Using SIMD types for vector addition

wigging · October 3, 2024, 2:18pm

In the example below I use SIMD and Accelerate to add two large vectors. The elapsed time for the SIMD4 and SIMD64 examples is much slower than the Accelerate example. Maybe Accelerate is doing something under-the-hood to optimize this problem. Anyway, I have never used SIMD types in Swift, so can someone comment on my use of SIMD here and if I used it correctly?

import Accelerate

func runSimd4(_ a: [Double], _ b: [Double]) {
    var c: [Double] = Array(repeating: 0.0, count: a.count)
    let tic = Date.now

    // Define the chunk size based on the SIMD vector type (e.g., SIMD4<Float>)
    let chunkSize = 4

    // Process the arrays in chunks
    let remainderStartIndex = a.count - (a.count % chunkSize)

    for i in stride(from: 0, to: remainderStartIndex, by: chunkSize) {
        // Create SIMD vectors for the current chunk
        let simdA = SIMD4<Double>(a[i], a[i+1], a[i+2], a[i+3])
        let simdB = SIMD4<Double>(b[i], b[i+1], b[i+2], b[i+3])

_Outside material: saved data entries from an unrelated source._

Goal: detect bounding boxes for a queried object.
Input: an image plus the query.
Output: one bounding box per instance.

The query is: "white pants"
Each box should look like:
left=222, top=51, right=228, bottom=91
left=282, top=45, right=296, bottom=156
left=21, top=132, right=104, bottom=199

        // Perform element-wise addition using SIMD
        let simdResult = simdA + simdB

        // Store the result back into the result array
        c[i] = simdResult[0]
        c[i+1] = simdResult[1]
        c[i+2] = simdResult[2]
        c[i+3] = simdResult[3]
    }

    // Handle the remainder elements that don't fit into SIMD chunks
    for i in remainderStartIndex..<a.count {
        c[i] = a[i] + b[i]
    }

    let toc = tic.timeIntervalSinceNow.magnitude

    print("SIMD4 elapsed time ........ \(toc) s")
    //print("SIMD4 result ........", c)
}

func runSimd64(_ a: [Double], _ b: [Double]) {
    var c: [Double] = Array(repeating: 0.0, count: a.count)
    let tic = Date.now

    // Define the chunk size based on the SIMD vector type (e.g., SIMD64<Float>)
    let chunkSize = 64

    // Process the arrays in chunks
    let remainderStartIndex = a.count - (a.count % chunkSize)

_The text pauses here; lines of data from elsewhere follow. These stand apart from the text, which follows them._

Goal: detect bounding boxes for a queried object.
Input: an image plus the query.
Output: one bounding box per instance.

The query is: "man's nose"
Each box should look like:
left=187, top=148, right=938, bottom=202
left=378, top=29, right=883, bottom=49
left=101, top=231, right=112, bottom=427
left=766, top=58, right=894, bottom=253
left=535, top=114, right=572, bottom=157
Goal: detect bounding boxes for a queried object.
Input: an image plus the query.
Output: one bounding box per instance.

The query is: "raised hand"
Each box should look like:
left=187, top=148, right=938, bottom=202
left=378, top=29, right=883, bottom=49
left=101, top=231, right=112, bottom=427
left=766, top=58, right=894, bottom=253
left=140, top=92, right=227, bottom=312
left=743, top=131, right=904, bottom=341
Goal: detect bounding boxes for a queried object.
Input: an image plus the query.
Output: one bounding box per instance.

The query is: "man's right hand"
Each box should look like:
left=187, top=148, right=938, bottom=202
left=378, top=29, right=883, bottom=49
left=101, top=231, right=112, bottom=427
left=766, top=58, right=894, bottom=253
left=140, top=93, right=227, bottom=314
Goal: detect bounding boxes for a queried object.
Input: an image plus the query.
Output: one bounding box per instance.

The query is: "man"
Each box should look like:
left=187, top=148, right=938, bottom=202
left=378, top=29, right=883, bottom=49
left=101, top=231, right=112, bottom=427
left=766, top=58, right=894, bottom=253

    for i in stride(from: 0, to: remainderStartIndex, by: chunkSize) {
        // Create SIMD vectors for the current chunk
        let simdA = SIMD64<Double>(a[i..<i+chunkSize])
        let simdB = SIMD64<Double>(b[i..<i+chunkSize])

        // Perform element-wise addition using SIMD
        let simdResult = simdA + simdB

        // Store the result back into the result array
        for j in 0..<chunkSize {
            c[i + j] = simdResult[j]
        }
    }

    // Handle the remainder elements that don't fit into SIMD chunks
    for i in remainderStartIndex..<a.count {
        c[i] = a[i] + b[i]
    }

    let toc = tic.timeIntervalSinceNow.magnitude

    print("SIMD64 elapsed time ....... \(toc) s")
    //print("SIMD64 result ........", c)
}

func runAccelerate(_ a: [Double], _ b: [Double]) {
    let tic = Date.now
    let c = vDSP.add(a, b)
    let toc = tic.timeIntervalSinceNow.magnitude

    print("Accelerate elapsed time ... \(toc) s")
    //print("Accelerate result ...", c)
}

// --- Run examples ---

//let a = [1, 2, 3, 4, 5, 6, 7, 8, 9, 10.0]
//let b = [2, 3, 4, 5, 6, 7, 8, 9, 10, 11.0]

let n = 100_000
let a = (0..<n).map { _ in Double.random(in: 0...1) }
let b = (0..<n).map { _ in Double.random(in: 0...1) }

runAccelerate(a, b)
runSimd4(a, b)
runSimd64(a, b)

The elapsed times from an Intel Mac are shown below. I did not run the code with any optimizations enabled.

Accelerate elapsed time ... 0.0004929 s
SIMD4 elapsed time ........ 0.01182 s
SIMD64 elapsed time ....... 0.09705 s

scanon · October 3, 2024, 2:45pm

I did not run the code with any optimizations enabled.

Well, there it is.

ksluder · October 3, 2024, 2:55pm

It seems unfortunate that unoptimized code that calls Accelerate would be so much faster than unoptimized code that performs equivalent SIMD operations. Are SIMD operations reliant on optimizer heroics?

scanon · October 3, 2024, 2:58pm

Unoptimized code will not be competitive with an optimized library, no matter how it is written; this has nothing to do with optimizer heroics or lack thereof.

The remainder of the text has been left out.